Forgotten magazine aimed to bolster faith

A 1920 issue of The East Portland Catholic Monthly.

A 1920 issue of The East Portland Catholic Monthly.

Forgotten magazine aimed to bolster faith

More than 90 years ago, St. Francis Parish in Portland began publishing a monthly magazine to comment on politics, tell inspirational stories of Catholic life and strengthen knowledge of the faith.

The East Portland Catholic Monthly began around 1913, but it is not clear how long it was published. The Sentinel this spring obtained five issues purchased at a garage sale, with the latest issue dated June 1921.

Local Catholic historians, and St. Francis Parish leaders, had not heard of the publication.

The magazine — usually 32 to 38 pages in length according to our samples — carried devotional columns and parish news, like a report on first Communion day, 1920.

“In a few words, but in words that went straight to the hearts of all present, adults as well as children, Father McNamee, the pastor, spoke to the Communicants on the dignity of the great Sacrament they were about to partake of and on the great privilege that was theirs this day,” wrote the correspondent, who is unnamed.

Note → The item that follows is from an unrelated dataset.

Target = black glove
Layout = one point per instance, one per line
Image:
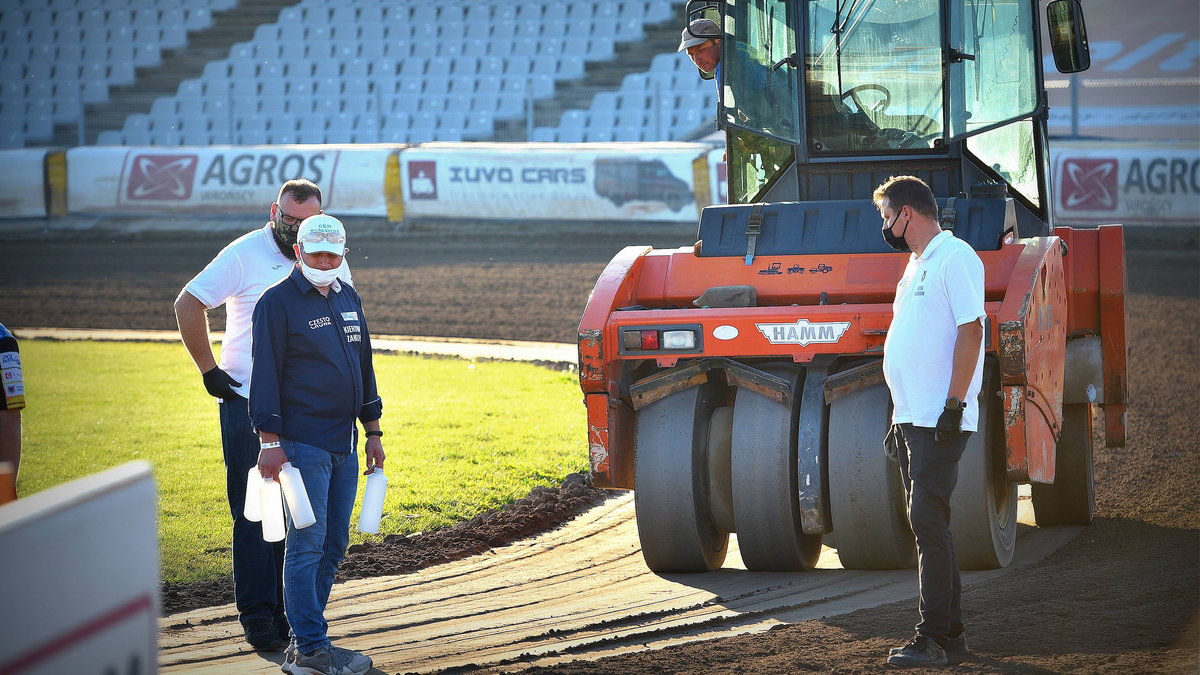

Other sacraments, including marriages, received notice.

Entire pages were given over to listing the names of parish donors, along with the amount of their giving. Gifts for the May 1920 building fund collection ranged from $15 from W.J. Corcoran to 50 cents from P.J. Kinnier.

Some articles were lifted from the pages of national Catholic periodicals like America magazine and The New World of Chicago.

There was a children’s corner, which carried stories of young saints, poems and short stories with a lesson. In the issue of February, 1917, an unattributed tale portrays an earnest Catholic boy who helps a neighbor woman gradually understand the faith and embrace Jesus. In the end, he becomes a priest and the woman joins the church, receiving Communion from him for the first time.

There is an occasional article about mission work in rural America and the pages have sporadic pious drawings.

On occasion there is practical household advice, a precursor to the advertorial.

“Cold or hot — in summer or winter — macaroni is always wholesome, nutritious and appetizing in whatever form you use it,” says a corner of the June, 1918 magazine. It goes on to offer a recipe for macaroni with clams and then gives the address of the Oregon Macaroni Company on East 8th Street.

The magazine had a good supply of advertisers, including the Wright Candy Company of East Burnside Street, Beaver Electric on Grand Avenue and J.L. Austin Tin and Sheet Metal at Alder and Grand.

Like the Sentinel, the magazine had a column called the Question Box. The writer was Father William Kress of Cleveland, Ohio. He parried questions from skeptics who asked the see the pope’s credentials as Jesus’ representative and fielded controversial subjects like abortion and birth control, which were hot topics even in 1920.

In the June issue of that year, a questioner reported that his doctor had said that killing an unborn child was no different than killing an animal.

“You have a peach of a doctor — forgive the slang,” Father Kress wrote sarcastically. “He might be the making of a good horse doctor, but I would not advise you to set him up as a preacher of Christian morals. What an acute insight he possesses, being able to draw a line to the exact point where a brute animal, full brother to the colt and puppy, is transformed into a human being, with intellect and soul.”

The motto of the magazine was: “To do good for the Parish and this Community.”